Men all across Cape Town, South Africa are trying to put their lives back together after losing their man-buns in a number of surprise attacks from haters of the hairstyle.
Comedy duo Nic and Gareth, from South Africa have embarked on a mission to rid the world of the top knot/man bun/ ‘mun’. They thought it would be humorous to drive around and catch unsuspecting victims filming their horror as their single most defining feature is shorn from their heads.
When the duo spot a man with a man bun, one of them runs over with sharp scissors and cuts it off whilst the cameraman and get-away driver stand by. On approach they shout ‘stop the knot!’.
This kind of vicious campaigning can have a devastating effect on victims, some of who cannot enter their local Urban Outfitters for up to two weeks after the incident.
However, we don’t discriminate here at Unlock the Law and we want all of our readers to know their rights when it comes to their freedom to tie the top-knot.
Today we look at why if you are attacked by an offshoot of this vigilante group in the UK, fear not. They could end up in prison – even if your only injury is to your hair.
Why is cutting someone’s hair a crime?
If you cut another’s hair against their will, if it causes them no physical harm, is it an assault? The answer is yes, and here is why.
In 2006, a case concerning exactly this issue went through the courts. The demon barber in this case was an ex-boyfriend.
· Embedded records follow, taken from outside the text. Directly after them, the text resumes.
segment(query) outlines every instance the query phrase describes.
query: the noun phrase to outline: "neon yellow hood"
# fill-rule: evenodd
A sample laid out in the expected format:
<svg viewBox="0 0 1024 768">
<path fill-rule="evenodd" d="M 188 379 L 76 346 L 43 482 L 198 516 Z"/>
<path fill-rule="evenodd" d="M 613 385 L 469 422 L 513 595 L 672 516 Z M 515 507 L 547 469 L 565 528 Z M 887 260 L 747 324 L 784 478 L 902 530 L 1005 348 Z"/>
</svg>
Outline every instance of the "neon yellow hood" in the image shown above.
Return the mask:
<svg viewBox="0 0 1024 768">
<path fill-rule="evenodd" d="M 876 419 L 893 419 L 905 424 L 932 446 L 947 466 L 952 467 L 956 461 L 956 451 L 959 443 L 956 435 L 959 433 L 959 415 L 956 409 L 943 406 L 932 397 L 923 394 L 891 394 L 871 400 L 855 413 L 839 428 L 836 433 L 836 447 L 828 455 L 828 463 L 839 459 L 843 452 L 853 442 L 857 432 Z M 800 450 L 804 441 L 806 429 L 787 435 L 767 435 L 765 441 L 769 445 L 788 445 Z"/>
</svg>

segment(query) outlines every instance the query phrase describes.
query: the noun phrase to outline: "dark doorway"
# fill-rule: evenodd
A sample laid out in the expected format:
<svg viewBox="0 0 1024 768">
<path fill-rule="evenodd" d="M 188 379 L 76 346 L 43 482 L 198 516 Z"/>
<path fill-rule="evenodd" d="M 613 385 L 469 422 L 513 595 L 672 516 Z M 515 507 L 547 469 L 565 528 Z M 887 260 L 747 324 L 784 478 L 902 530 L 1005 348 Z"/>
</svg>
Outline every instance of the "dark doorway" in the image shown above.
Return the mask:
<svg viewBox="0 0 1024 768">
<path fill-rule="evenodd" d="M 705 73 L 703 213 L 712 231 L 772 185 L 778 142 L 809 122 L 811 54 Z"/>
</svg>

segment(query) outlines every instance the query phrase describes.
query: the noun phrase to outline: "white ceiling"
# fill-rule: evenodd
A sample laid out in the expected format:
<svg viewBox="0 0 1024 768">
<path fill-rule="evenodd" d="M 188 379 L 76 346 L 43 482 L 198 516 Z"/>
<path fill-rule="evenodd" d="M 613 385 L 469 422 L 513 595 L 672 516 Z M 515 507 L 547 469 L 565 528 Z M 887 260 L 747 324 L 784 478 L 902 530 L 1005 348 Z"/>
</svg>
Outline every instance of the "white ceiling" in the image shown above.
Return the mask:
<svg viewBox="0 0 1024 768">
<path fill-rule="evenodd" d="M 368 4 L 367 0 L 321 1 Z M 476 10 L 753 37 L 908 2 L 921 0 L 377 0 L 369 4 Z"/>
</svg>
The barber’s former girlfriend went round to his house when he was asleep; she woke him to which he responded by pinning her down on the bed and cutting off all of her hair which was held in a pony tail.
Interestingly, the boyfriend did not cause any physical harm to her apart from cutting her hair. No bruises, scratches or cuts whatsoever. There was also no evidence of psychiatric injury other than the distress of the experience. So, why did the court charge the man with assault?
The Ex-boyfriend Barber was charged with assault occasioning actual bodily harm under s.47 of the Offences Against the Person Act 1861 - on appeal. It was eventually determined that the cutting of hair did amount to actual bodily harm.
The judge determined that evidence of ‘external bodily injury’ such as bruises or cuts are not required for the defendants conduct to amount to an assault. Also, previous case law had indicated that actual bodily harm was not limited to "harm to the skin, flesh and bones of the victim" – it could be any part of the body including the nervous system and the brain. It was also highlighted that physical pain is not an integral part of the offence.
The judges made clear that the hair is very much a part of the human body and should be treated as such in the eyes of the law. In a rousing statement, even more relevant in the era of the proud man bun, the judge said:
“[The Hair] is intrinsic to each individual and to the identity of each individual. I note that an individual's hair is relevant to his or her autonomy. Some regard it as their crowning glory. Admirers may so regard it in the object of their affections.”
These victims have been robbed of their ‘crowning glory’ and for some, their most desirable feature. Others live in constant fear of attack. We can only hope for their sake, the ‘top-chop’ comes into fashion in the very near future.